Mia is our grown-up narrator, looking back at her life with Lorrie Ann, her best friend since their childhood in California in the Nineties.

Lorrie Ann was beautiful, intelligent, and, most of all, good. “There was no girl more perfect than Lorrie Ann Swift, not so much because she was extraordinary, but because she was ordinary in a way that surpassed us,” observes Mia on the first page, an early indicator that Thorpe is extremely adroit at re-entering the mind of a teenager.

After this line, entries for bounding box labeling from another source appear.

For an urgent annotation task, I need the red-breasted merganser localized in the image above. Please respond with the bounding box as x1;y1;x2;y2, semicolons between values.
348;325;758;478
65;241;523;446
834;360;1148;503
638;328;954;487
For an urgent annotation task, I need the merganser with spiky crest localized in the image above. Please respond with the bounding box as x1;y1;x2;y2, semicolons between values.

Mia, by contrast, was the bad girl: “Sexy … wily ... sarcastic.” Until a run of unbelievable ill luck sends Lorrie Ann on a downward spiral, that seems sure to end in self-destruction (it is a testament to Thorpe’s writing that although calamities – death, deformity, drugs – are recounted with operatic swiftness, the reader does actually find them believable).

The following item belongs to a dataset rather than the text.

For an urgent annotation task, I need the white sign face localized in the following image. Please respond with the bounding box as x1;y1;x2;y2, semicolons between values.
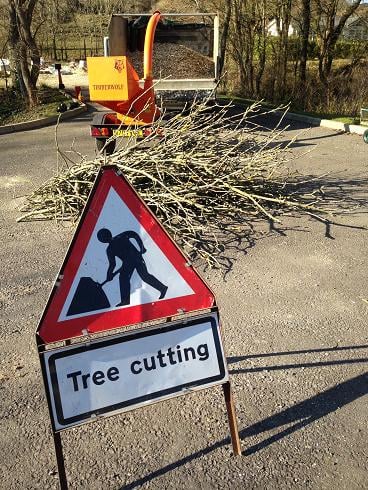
42;313;228;430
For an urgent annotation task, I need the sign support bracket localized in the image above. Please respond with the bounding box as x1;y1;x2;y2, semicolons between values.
52;431;68;490
222;381;241;456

The Girls ... is hard-going in its portrayal of the lot of women: motherhood is particularly fraught. Abortions haunt characters; birthing scenes are grimly visceral. Yet while motherhood may be a burden, it can also be a salvation, and while Thorpe convincingly expresses both sides, it’s pretty clear which one she comes down on.

Thorpe’s writing can be uniquely beautiful, with images that make you want to clasp the book to your chest: a lover makes Mia wish her stony heart was “made of something else: bunny rabbit essence, perhaps, or pixie dust and nougat”; Lorrie Ann sings “as though the notes were all wineglasses falling but never hitting the floor”.

The novel is a slippery description of a friendship: there’s jealousy, fault-lines of guilt and love. Lorrie Ann often seems to matter to Mia because of how Mia defines herself against her, her “opposite twin”.

But while this friendship may be high-octane, Thorpe also proves the importance of early, primary relationships between girls. She is ferociously committed to honestly recreating that multi-faceted, fierce, judgemental, messy love.